The Springbok casualty list continues to lengthen ahead of a defining season, with confirmation that Kwagga Smith faces around six months on the sidelines after a knee injury picked up in the South African training camp. It is a significant blow. Smith is regarded as one of the most effective bench forwards in world rugby, and alongside the equally influential RG Snyman, his absence removes a chunk of finishing experience from Erasmus's matchday plans.
Smith is not the only concern. The names of Bongi Mbonambi and Makazole Mapimpi have also been mentioned among the wounded, and there were anxious moments over the weekend when Sacha Feinberg-Mngomezulu limped off on crutches during the Stormers' quarter-final and Damian Willemse also picked up a knock, both awaiting the results of scans.
Yet the analysis from the Inside Rugby with Mark channel argued that the injuries, while unwelcome, hand Erasmus exactly the kind of season he thrives on. The Springboks have 13 tests scheduled before the end of 2026, beginning with a Barbarians fixture before a hyped clash with England on home soil and matches against Wales and Scotland, then the Nations Championship games against France, Italy and Ireland and a four-test series against New Zealand.

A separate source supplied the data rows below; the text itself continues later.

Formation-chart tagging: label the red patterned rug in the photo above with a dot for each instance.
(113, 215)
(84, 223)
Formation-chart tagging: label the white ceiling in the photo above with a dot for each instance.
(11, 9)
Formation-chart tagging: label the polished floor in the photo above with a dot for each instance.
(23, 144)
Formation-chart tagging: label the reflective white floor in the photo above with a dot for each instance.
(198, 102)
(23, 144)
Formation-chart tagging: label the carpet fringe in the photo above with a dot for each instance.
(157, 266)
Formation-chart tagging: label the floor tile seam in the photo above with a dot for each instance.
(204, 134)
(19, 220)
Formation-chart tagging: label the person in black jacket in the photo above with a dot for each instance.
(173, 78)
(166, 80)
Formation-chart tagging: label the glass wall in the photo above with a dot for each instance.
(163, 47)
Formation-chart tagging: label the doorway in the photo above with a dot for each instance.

The view put forward was that, rather than ranking the New Zealand series as the single priority, Erasmus will treat every one of those 13 games as vitally important intelligence-gathering. Each fixture, the argument went, is a chance to assess the strengths and weaknesses of his squad, to test combinations against specific opposition, and to decide whether the line-out, the gainline battle or the wider attacking shape needs adjusting. The injuries simply accelerate that process by forcing peripheral and younger players into the starting fifteen.
That willingness to experiment is held up as one of Erasmus's defining traits. The example cited was the decision to hand Feinberg-Mngomezulu the number 10 jersey in Wellington following a defeat at Eden Park, a bold call that paid off and underlined that the head coach is not afraid to throw inexperienced players into the heat of battle. The likes of Herschel Jantjies were flagged as players who could be given a run in the months ahead as Erasmus builds a shadow squad and protects key men from burnout.
The broader point is that the year before a Rugby World Cup is always pivotal, and 2026 is shaping up to follow the pattern. Key players are being lost to injury across every major nation, and the coaches who emerge best placed will be those who use the coming tests to blood and harden their next tier of talent. On that measure, the assessment was that there is no better operator in the world game than Erasmus at giving young players their opportunity and extracting answers from them.
The selection questions are stacking up, from the back row reshuffle forced by Smith's absence to the goal-kicking and playmaking options should the Stormers pair be ruled out. How Erasmus answers them across these 13 games will tell South Africa a great deal about the squad that travels to Australia in 2027 chasing yet another world title.